Two decades into his acting career, Nathan Fillion has his hands full with projects across different mediums. However, by now, he is also aware of the impermanence of success in showbiz. From dropping out of college just three months before graduating to using Twitter to connect with his fans on a global scale, the actor speaks exclusively to HT Café over the phone about his journey in the international entertainment industry.
You have been quite vocal about your days as a struggling actor in Los Angeles, USA. What did that period teach you?

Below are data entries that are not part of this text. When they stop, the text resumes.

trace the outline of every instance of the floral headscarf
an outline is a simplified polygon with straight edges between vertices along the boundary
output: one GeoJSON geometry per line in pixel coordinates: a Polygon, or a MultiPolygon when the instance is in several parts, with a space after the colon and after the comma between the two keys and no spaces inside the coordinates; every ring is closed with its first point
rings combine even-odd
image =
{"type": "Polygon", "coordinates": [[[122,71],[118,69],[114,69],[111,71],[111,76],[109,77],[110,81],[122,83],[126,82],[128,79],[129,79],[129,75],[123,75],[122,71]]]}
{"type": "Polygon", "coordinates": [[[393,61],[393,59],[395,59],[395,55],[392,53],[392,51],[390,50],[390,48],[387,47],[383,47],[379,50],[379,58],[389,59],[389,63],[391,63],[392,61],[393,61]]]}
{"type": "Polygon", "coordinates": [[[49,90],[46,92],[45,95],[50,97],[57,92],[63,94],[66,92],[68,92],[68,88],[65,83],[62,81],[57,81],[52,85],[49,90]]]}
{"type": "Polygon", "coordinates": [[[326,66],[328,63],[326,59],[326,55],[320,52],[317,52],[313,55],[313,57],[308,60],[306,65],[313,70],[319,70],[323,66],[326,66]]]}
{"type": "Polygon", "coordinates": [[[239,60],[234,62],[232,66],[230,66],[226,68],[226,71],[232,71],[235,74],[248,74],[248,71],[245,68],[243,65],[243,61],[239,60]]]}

Before I moved to Los Angeles, I met Demi Moore (Hollywood actor), and she gave me a piece of advice. She said, “When you audition, and don’t get any roles, don’t take it personally.” I didn’t know what she meant until a year later, when I was auditioning constantly, but not getting any jobs. Then I realised that after a while, you tend to make it personal. One guy will tell you that you’re too tall. The next one will tell you that you’re too short. The only thing you can do is control what you can control. For me, it’s all about being prepared and making great choices; those things are within my control.
What is your work philosophy?
Acting is easy, making a choice is easy, but making the right choice is hard. I try to stay away from stereotypes. I generally try to be a pleasant person to work with... that actually goes a long way.
You dropped out of college just months before completing your course. Why?
I got a call from New York, saying, “Do you want to work for a TV show? It starts right now.” I said, “Yeah.” I had three months to go, and I dropped out of school to try out this new job. Things worked out pretty well. So far, I’ve been lucky. This has been an incredible adventure. I’ve been all over the world; I’ve met some great people, and I’ve been able to do what I love to do for a living — tell stories.
You are quite the charmer on-screen as well as off-screen. Right from painting a former girlfriend’s toenails to taking another one’s kid (actor Krista Allen’s son, Jake) to a movie premiere — your charming gestures often make news. What relationship advice would you give people?
People always mistake charming for ‘show-arming’. They want to ‘show’ how interesting they are. But being interesting isn’t being charming, being interested is. I’ve met big superstars. They make you feel like you are special. They are movie stars, but they make you feel like you are the special guy. I think that is really charming. Make someone feel special, that’s the key.
What else is keeping you busy these days?
I’ve got a number of video games out there. I do the voice-over for Green Lantern in Justice League; I also play a character in the game, Halo: Guardians. I also worked on a crowdfunded project with Alan Tudyk (American actor) called Con Man.
Watch: The Big Bang Theory: Selfie with Nathan Fillion
You asked the videogame makers to make you look better recently. As someone who faces the camera for a living, how important is looking good for you?
(Laughs) My secret to my good looks is keeping my distance. If you get too close, you’ll start to say, “Your nose is pretty big, and it’s crooked too.” If you get closer, everybody’s ugly. I just want to be comfortable. I don’t want to show up to an event underdressed, but I’m not a huge fan of neckties either.
You are considered one of the wittiest people on Twitter…
It’s an incredible way to connect with your fans, to learn what they want, their likes, dislikes, hopes and dreams. Twenty years ago, things weren’t like that. Neither the celebs nor the fans had access to each other like this. Thanks to social media, we have also raised over a million dollars for charitable causes through fans who are willing to help. My account is my access card to all my fans.
What would you like to tell your fans in India?
When I do come to visit, be really nice to me.